As Andy said, the problem as given by Gary isn't well-defined. I offer a different rigorization. N people stand in line. There are 2^(N-1) ways they can take hands, ranging from nobody holding hands at all, to everybody taking hands to make a long chain. Of these 2^(N-1) ways, the "proper" patterns satisfy the following constraints: 1. Nobody is holding hands with both neighbors. 2. Of every pair of adjacent people, at least one of the pair is holding hands with somebody. If we select a pattern at random from among all proper patterns, what is the expected fraction of unpaired people? For N=1, it's 1. For N=2, it's 0. For N=3, it's 1/3. For N=4 there are two proper patterns, one with no singletons and one with 2, so the answer is 1/4. For N=5 there are three proper patterns, all with exactly one singleton, so the answer is 1/5. For N=6 the answer is back to 1/4 (three patterns with two singletons, and one with none). My intuition is that the limiting fraction will involve the golden ratio, not e; if that's the case it means I have the wrong rigorization. I think I'll Google for Strogatz and try to find out. Gary, where did you hear about this problem? On Wed, Nov 28, 2012 at 9:49 AM, Andy Latto <andy.latto@pobox.com> wrote:
On Wed, Nov 28, 2012 at 12:17 AM, Gary Antonick <gantonick@post.harvard.edu> wrote:
Cornell mathematician Steven Strogatz thinks this is an unsolved problem but am wondering if there's something being overlooked.

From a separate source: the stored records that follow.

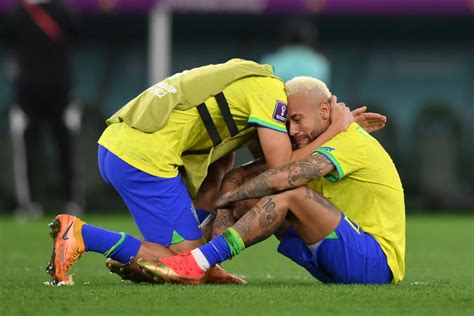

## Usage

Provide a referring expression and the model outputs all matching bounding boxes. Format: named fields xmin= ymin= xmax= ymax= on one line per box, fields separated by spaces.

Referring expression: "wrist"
xmin=329 ymin=119 xmax=344 ymax=134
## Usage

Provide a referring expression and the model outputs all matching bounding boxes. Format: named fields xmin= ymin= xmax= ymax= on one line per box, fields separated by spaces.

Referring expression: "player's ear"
xmin=320 ymin=101 xmax=330 ymax=120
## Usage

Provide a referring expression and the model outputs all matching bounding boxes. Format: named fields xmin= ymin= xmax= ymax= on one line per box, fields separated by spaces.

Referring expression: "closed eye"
xmin=290 ymin=114 xmax=303 ymax=124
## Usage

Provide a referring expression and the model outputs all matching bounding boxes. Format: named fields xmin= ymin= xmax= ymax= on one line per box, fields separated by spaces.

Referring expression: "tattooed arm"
xmin=219 ymin=158 xmax=268 ymax=193
xmin=211 ymin=159 xmax=268 ymax=235
xmin=214 ymin=152 xmax=334 ymax=208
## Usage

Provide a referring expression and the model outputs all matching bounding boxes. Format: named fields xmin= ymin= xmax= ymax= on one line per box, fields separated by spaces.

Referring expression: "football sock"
xmin=192 ymin=227 xmax=245 ymax=271
xmin=82 ymin=224 xmax=141 ymax=264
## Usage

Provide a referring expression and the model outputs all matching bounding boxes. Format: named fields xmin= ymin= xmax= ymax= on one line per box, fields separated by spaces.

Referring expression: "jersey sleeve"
xmin=312 ymin=123 xmax=366 ymax=182
xmin=246 ymin=78 xmax=288 ymax=134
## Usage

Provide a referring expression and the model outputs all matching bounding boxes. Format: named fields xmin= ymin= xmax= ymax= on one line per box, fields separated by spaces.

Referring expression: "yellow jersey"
xmin=98 ymin=76 xmax=288 ymax=182
xmin=310 ymin=123 xmax=405 ymax=283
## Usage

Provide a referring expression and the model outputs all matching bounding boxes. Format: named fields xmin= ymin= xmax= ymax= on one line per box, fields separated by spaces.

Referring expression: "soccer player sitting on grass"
xmin=46 ymin=59 xmax=385 ymax=286
xmin=138 ymin=77 xmax=405 ymax=285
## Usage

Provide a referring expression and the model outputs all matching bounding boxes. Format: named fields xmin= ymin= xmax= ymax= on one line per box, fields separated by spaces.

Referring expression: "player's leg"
xmin=314 ymin=214 xmax=392 ymax=284
xmin=97 ymin=144 xmax=204 ymax=274
xmin=138 ymin=186 xmax=341 ymax=284
xmin=277 ymin=189 xmax=392 ymax=284
xmin=136 ymin=195 xmax=289 ymax=283
xmin=198 ymin=186 xmax=340 ymax=262
xmin=46 ymin=145 xmax=200 ymax=285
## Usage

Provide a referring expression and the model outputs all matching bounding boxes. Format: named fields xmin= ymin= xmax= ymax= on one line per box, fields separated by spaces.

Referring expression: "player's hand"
xmin=352 ymin=106 xmax=387 ymax=133
xmin=330 ymin=95 xmax=354 ymax=133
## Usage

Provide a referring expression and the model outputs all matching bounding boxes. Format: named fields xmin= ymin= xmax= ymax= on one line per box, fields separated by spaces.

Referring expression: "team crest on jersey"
xmin=272 ymin=100 xmax=288 ymax=124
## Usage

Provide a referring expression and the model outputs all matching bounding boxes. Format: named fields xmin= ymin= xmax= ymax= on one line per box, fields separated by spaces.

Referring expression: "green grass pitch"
xmin=1 ymin=213 xmax=472 ymax=315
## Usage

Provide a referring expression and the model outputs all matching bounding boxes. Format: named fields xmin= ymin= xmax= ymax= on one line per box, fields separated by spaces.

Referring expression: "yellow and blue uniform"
xmin=99 ymin=76 xmax=287 ymax=180
xmin=98 ymin=76 xmax=288 ymax=246
xmin=278 ymin=123 xmax=405 ymax=284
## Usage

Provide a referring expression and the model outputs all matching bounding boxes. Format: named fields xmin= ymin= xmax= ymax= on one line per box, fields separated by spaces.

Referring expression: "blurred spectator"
xmin=6 ymin=0 xmax=81 ymax=219
xmin=414 ymin=103 xmax=463 ymax=209
xmin=260 ymin=18 xmax=331 ymax=83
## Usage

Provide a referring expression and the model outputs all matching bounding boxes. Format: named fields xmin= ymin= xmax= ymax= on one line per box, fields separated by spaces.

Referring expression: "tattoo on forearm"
xmin=232 ymin=173 xmax=273 ymax=202
xmin=286 ymin=160 xmax=323 ymax=187
xmin=227 ymin=153 xmax=333 ymax=203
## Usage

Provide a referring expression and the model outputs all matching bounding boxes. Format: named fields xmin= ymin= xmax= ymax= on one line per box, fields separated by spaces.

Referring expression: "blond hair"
xmin=285 ymin=76 xmax=331 ymax=103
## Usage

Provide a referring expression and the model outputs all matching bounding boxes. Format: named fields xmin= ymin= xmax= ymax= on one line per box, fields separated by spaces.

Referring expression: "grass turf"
xmin=0 ymin=213 xmax=472 ymax=315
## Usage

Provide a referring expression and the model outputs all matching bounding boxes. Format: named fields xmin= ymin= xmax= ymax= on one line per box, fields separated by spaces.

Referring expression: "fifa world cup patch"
xmin=272 ymin=100 xmax=288 ymax=124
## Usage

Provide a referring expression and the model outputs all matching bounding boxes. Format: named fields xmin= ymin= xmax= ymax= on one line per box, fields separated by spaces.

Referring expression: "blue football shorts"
xmin=97 ymin=145 xmax=202 ymax=247
xmin=277 ymin=212 xmax=393 ymax=284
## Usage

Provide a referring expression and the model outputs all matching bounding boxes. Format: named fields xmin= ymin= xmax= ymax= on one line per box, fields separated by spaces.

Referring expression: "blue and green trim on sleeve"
xmin=248 ymin=117 xmax=287 ymax=133
xmin=313 ymin=148 xmax=344 ymax=182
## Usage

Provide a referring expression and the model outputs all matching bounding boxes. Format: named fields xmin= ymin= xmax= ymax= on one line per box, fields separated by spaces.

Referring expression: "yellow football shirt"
xmin=98 ymin=76 xmax=288 ymax=179
xmin=310 ymin=123 xmax=405 ymax=283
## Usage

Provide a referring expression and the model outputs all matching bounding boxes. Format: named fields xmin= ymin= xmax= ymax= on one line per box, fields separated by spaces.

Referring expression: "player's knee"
xmin=281 ymin=186 xmax=306 ymax=206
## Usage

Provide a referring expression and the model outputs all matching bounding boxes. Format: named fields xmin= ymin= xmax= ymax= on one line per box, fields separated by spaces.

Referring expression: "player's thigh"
xmin=317 ymin=213 xmax=392 ymax=284
xmin=280 ymin=186 xmax=341 ymax=244
xmin=98 ymin=146 xmax=202 ymax=247
xmin=120 ymin=175 xmax=201 ymax=247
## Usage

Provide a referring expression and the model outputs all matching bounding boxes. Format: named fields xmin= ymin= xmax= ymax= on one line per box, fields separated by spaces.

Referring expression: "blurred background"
xmin=0 ymin=0 xmax=472 ymax=217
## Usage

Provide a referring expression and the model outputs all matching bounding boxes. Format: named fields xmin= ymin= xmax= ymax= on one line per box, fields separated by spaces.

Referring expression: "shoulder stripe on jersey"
xmin=216 ymin=92 xmax=239 ymax=137
xmin=197 ymin=103 xmax=221 ymax=146
xmin=248 ymin=117 xmax=287 ymax=133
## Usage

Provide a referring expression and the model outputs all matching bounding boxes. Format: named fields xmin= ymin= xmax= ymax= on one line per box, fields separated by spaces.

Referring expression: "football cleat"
xmin=137 ymin=251 xmax=206 ymax=285
xmin=46 ymin=214 xmax=85 ymax=286
xmin=206 ymin=264 xmax=247 ymax=285
xmin=105 ymin=259 xmax=163 ymax=284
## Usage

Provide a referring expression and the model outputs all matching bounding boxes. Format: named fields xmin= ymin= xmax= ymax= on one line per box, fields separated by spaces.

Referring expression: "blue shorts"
xmin=97 ymin=145 xmax=202 ymax=247
xmin=277 ymin=212 xmax=392 ymax=284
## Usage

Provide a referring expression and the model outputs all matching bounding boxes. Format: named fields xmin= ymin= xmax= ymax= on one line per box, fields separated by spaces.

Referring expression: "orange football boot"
xmin=105 ymin=258 xmax=164 ymax=284
xmin=205 ymin=264 xmax=247 ymax=285
xmin=46 ymin=214 xmax=85 ymax=285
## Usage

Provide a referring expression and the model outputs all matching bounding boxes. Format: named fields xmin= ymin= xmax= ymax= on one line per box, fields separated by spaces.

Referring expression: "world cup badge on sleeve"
xmin=272 ymin=100 xmax=288 ymax=124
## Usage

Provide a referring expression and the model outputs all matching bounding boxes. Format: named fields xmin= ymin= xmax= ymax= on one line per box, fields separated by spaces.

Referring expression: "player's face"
xmin=287 ymin=91 xmax=330 ymax=148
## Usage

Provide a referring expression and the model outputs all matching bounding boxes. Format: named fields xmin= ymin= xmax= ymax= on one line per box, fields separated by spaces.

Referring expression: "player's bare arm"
xmin=214 ymin=152 xmax=334 ymax=208
xmin=212 ymin=159 xmax=267 ymax=236
xmin=219 ymin=158 xmax=268 ymax=192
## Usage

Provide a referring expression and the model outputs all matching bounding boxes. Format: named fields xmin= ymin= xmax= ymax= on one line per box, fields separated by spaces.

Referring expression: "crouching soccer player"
xmin=138 ymin=77 xmax=405 ymax=285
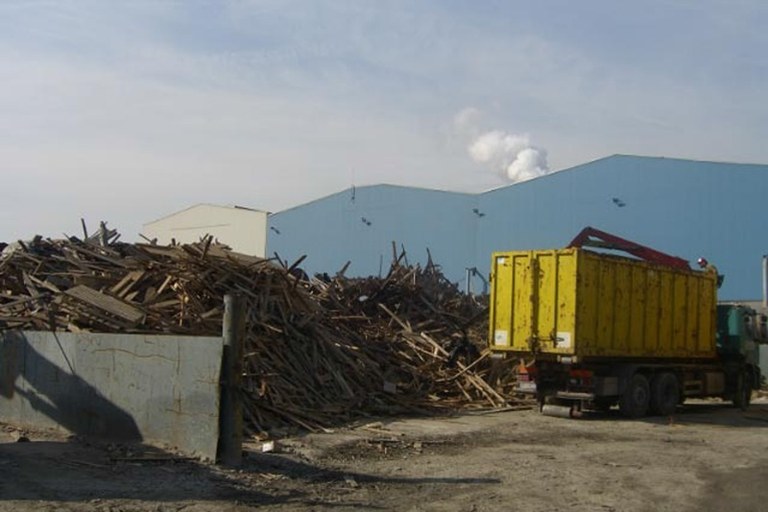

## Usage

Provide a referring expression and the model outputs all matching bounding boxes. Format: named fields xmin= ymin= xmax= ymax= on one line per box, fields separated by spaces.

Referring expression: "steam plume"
xmin=469 ymin=130 xmax=549 ymax=183
xmin=454 ymin=108 xmax=549 ymax=184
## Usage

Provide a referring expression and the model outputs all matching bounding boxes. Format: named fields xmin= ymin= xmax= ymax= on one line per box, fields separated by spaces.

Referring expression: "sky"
xmin=1 ymin=0 xmax=767 ymax=242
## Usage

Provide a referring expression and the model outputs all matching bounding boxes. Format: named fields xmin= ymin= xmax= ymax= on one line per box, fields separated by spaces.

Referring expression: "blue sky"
xmin=1 ymin=1 xmax=767 ymax=241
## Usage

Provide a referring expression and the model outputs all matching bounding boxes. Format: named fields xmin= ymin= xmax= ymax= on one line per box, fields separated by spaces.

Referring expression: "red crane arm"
xmin=568 ymin=227 xmax=691 ymax=270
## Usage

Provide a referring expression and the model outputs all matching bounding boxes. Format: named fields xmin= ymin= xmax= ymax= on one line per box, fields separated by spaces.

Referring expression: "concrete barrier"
xmin=0 ymin=330 xmax=223 ymax=460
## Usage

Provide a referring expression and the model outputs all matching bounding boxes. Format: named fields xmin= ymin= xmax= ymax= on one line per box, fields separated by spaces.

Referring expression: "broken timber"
xmin=0 ymin=231 xmax=520 ymax=434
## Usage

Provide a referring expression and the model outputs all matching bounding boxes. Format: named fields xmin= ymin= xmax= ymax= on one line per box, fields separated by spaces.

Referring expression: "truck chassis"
xmin=521 ymin=358 xmax=761 ymax=418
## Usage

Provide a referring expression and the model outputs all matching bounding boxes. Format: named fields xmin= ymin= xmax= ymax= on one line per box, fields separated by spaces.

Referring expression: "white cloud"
xmin=0 ymin=44 xmax=482 ymax=241
xmin=1 ymin=1 xmax=767 ymax=240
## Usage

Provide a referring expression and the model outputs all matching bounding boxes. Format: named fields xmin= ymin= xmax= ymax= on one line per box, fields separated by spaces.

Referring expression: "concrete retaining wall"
xmin=0 ymin=330 xmax=223 ymax=460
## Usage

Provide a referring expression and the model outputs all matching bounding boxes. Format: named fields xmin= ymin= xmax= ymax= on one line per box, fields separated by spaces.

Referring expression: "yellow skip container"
xmin=489 ymin=248 xmax=718 ymax=360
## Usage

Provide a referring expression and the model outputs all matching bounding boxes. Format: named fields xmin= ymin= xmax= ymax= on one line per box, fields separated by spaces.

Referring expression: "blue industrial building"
xmin=268 ymin=155 xmax=768 ymax=301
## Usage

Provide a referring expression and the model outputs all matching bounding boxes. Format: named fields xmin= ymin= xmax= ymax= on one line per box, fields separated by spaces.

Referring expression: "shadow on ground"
xmin=578 ymin=401 xmax=768 ymax=428
xmin=0 ymin=436 xmax=499 ymax=508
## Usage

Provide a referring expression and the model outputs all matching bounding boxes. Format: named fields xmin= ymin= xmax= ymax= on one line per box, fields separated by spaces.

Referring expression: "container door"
xmin=532 ymin=250 xmax=577 ymax=355
xmin=489 ymin=250 xmax=577 ymax=355
xmin=489 ymin=252 xmax=533 ymax=352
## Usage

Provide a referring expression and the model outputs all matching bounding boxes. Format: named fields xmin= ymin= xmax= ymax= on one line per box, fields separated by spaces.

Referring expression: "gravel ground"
xmin=2 ymin=398 xmax=768 ymax=511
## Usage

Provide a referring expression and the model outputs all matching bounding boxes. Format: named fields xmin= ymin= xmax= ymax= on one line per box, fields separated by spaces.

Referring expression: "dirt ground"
xmin=2 ymin=398 xmax=768 ymax=512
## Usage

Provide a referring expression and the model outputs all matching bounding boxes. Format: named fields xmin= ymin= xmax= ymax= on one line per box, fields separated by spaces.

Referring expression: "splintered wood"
xmin=0 ymin=235 xmax=518 ymax=434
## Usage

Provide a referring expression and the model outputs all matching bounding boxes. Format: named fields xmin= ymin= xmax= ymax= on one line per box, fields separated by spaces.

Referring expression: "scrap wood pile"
xmin=0 ymin=231 xmax=519 ymax=433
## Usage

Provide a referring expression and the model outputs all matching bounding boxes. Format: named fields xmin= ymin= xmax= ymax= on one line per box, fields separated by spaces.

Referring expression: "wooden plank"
xmin=110 ymin=269 xmax=144 ymax=297
xmin=64 ymin=285 xmax=145 ymax=323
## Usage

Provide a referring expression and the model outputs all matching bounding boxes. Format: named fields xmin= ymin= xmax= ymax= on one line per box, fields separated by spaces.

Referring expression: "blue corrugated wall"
xmin=269 ymin=155 xmax=768 ymax=300
xmin=268 ymin=185 xmax=477 ymax=282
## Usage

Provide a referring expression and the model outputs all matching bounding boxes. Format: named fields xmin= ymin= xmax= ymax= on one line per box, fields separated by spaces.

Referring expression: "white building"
xmin=142 ymin=204 xmax=268 ymax=257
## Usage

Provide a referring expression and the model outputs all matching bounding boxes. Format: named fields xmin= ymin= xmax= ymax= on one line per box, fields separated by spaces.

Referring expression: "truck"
xmin=488 ymin=227 xmax=767 ymax=418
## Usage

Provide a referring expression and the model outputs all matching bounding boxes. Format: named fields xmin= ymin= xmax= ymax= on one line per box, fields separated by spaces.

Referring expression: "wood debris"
xmin=0 ymin=229 xmax=519 ymax=434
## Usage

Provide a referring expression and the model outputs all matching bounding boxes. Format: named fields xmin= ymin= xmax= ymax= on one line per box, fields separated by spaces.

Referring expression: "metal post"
xmin=218 ymin=294 xmax=245 ymax=466
xmin=763 ymin=255 xmax=768 ymax=309
xmin=465 ymin=268 xmax=472 ymax=295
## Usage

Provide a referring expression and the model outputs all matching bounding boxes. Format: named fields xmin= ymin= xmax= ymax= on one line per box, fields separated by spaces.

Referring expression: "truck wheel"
xmin=733 ymin=371 xmax=752 ymax=411
xmin=649 ymin=373 xmax=679 ymax=416
xmin=619 ymin=373 xmax=650 ymax=418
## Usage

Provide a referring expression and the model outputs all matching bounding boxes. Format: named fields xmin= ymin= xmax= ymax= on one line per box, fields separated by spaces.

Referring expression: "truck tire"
xmin=619 ymin=373 xmax=650 ymax=418
xmin=649 ymin=372 xmax=679 ymax=416
xmin=733 ymin=370 xmax=752 ymax=411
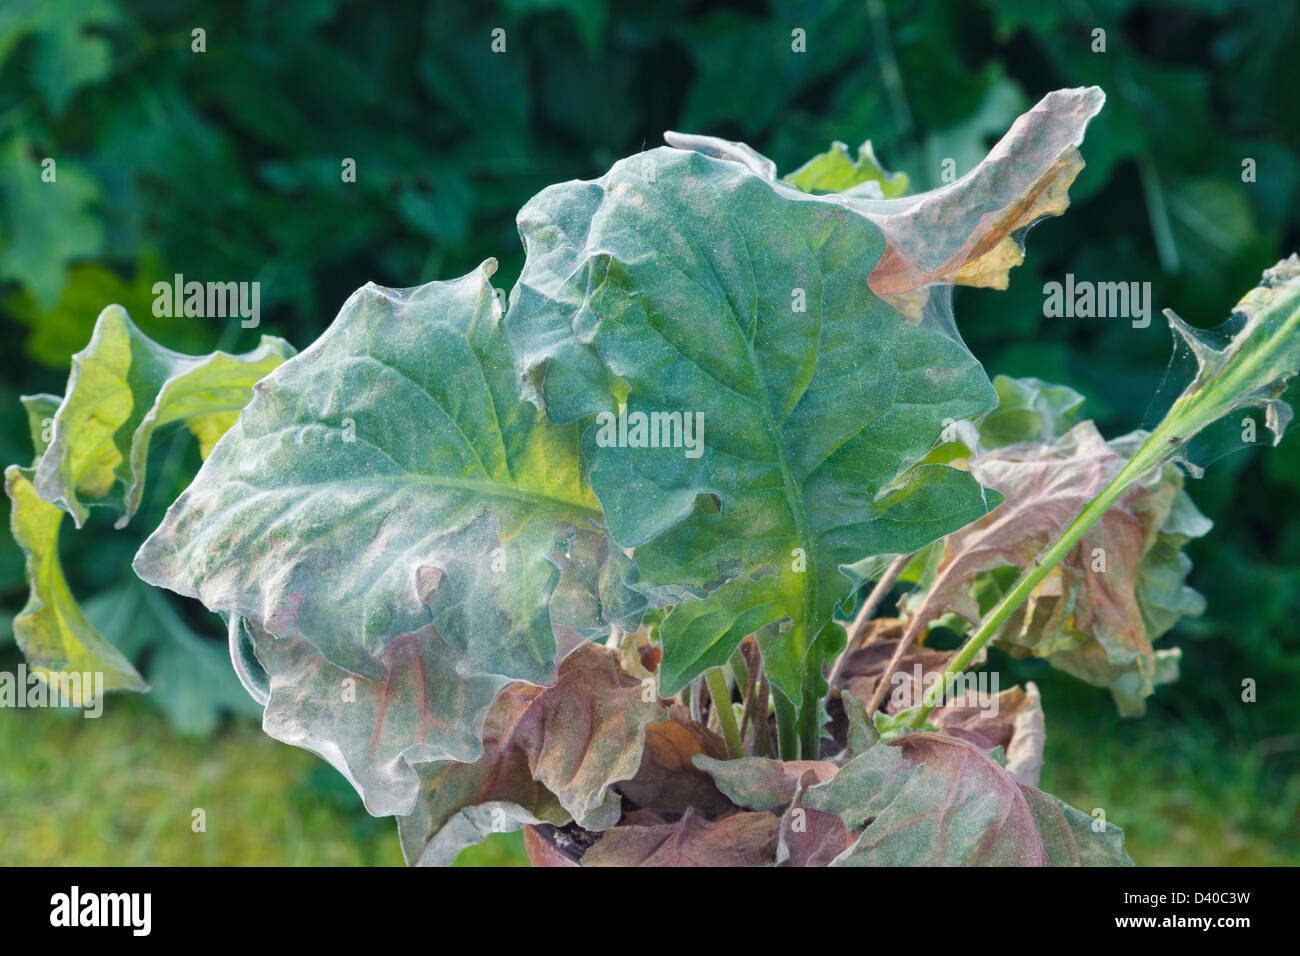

Here's the basic -- and solved -- problem. There's a long line of people standing near each other. They're told to hold hands with someone - either the person to their right or to their left, if available, but not both. The ratio of the resulting singles to all the people in line approaches 1/e^2 as the line increases.
This seems not quite precisely defined. If we give people individually the instruction "If you're not holding hands with anyone, hold hands with either the person to your left or the person to your right, chosen at random, if both are available, or with the available one, if one of your neighbors is already holding hands with someone", then the number of singles depends on the order in which people are given this instruction.
One way to define the problem is to give each person the instruction above in random order. But here's another way to interpret the problem:
In each round, each person who is not holding hands with anyone yet chooses left or right randomly. If two people choose each other, they don't participate in future rounds. Continue until no two adjacent people are single.
A slightly different version has someone whose right neighbor is already holding hands always choose L, rather than choosing L or R randomly, and I don't think that these two procedures end up with the same proportion of singles. It seems to me that the second procedure should have fewer singles. In particular, if you have a row of 4 singles, with couples on each side, the first procedure ends up with two singles with probability 4/11, while the second procedure ends up with two singles with probability 1/4.
The same ambiguity exists in the two-dimensional case. But even in the one-dimensional case, we now have three problems. At least one of them is solved, and has the solution 1/e^2. But which one, and what are the solutions to the other two?